One San Francisco High School made a grave mistake when it chose to wipe 18-year-old Jessica Urbina’s yearbook picture because she wore a tuxedo, causing a deserved — and very public — backlash. The school's reasoning? Female students have to wear dresses for their yearbook pictures, without exception.Though this certainly isn't the first time that a school has enacted rigid and outdated policies, the student body's incredible response will hopefully teach the institution (and all similarly-inclined institutions) a much-needed lesson.

Straight, gay, bi, transgender, all that. They’re all welcome at Sacred Heart Cathedral," Principal Gary Cannon told journalists, according to the San Fransisco Gate. "At the same time we’re going to be clear in terms of being a Catholic institution what the Catholic church teaches and how do we live out that faith in a meaningful way, and in a supportive way with all of our students.”

Support for Urbina has been strong and widespread. In her school, Sacred Heart Cathedral Preparatory, her peers showed up wearing ties and bow-ties in solidarity on Friday; and her older brother started a Twitter campaign with the hashtag #JessicasTux, getting attention from a wide range of people, from Anonymous to Melissa Harris Perry. The backlash has been so powerful that within a day, school officials are already beginning to change their tune.

"SHC’s yearbook is an official school publication and decisions regarding its contents are made by the school administration," the school says in a statement on their website. "While not all are in the portrait pages, each of our 286 seniors are represented with photographs throughout the yearbook. In addition, all seniors will be represented equally at SHC graduation festivities. These events have sparked a campuswide dialogue which will result in a revision of policy."
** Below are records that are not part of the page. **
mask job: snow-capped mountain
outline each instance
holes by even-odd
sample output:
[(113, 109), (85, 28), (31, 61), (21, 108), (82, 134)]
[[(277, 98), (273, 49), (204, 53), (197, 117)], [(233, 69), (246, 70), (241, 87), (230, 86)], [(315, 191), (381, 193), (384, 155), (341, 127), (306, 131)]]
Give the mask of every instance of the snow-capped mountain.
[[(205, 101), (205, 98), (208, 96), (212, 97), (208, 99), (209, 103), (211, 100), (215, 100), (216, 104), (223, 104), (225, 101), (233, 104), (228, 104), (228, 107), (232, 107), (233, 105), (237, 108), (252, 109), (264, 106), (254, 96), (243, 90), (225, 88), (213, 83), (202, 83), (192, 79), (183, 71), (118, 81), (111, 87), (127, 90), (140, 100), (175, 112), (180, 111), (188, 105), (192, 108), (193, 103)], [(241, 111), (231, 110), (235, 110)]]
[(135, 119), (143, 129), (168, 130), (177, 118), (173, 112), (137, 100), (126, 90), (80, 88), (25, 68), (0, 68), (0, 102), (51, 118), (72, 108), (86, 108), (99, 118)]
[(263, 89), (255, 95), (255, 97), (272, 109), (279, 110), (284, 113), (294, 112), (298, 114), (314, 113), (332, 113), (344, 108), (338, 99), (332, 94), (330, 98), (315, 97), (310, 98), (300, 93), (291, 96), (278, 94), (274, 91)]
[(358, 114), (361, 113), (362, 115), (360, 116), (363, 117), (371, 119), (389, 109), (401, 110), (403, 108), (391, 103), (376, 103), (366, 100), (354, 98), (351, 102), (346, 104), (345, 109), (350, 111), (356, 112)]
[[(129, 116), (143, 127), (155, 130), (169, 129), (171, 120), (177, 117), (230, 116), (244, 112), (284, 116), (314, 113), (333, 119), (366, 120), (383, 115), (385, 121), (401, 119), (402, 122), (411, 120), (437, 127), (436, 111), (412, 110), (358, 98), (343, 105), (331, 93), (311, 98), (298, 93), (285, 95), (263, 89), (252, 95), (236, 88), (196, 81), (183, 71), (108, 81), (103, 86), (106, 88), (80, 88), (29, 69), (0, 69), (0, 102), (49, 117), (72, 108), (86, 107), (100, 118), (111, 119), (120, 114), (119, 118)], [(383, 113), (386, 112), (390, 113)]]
Schools across the country have been making headlines of late for their egregiously sexist and/or homophobic policies. Recently, one girl was refused enrollment at a Christian K-8 in Virginia because she failed to follow "biblical standards" by apparently "dressing like a boy." Then of course there was the case of the North Carolina school that banned a nine-year-old from carrying around a My Little Pony backpack because he was a boy, as well as that other eighth-grader who was suspended for wearing a purse. And just last year, a transgender student at a school near the Texas Gulf Coast, was told his picture — in which he was wearing a tux — wouldn't be used in his senior yearbook. Clearly, these institituions need to wake up to the fact that it's 2014, already — although it's a pretty major victory that at least Urbina's peers rallied to her side.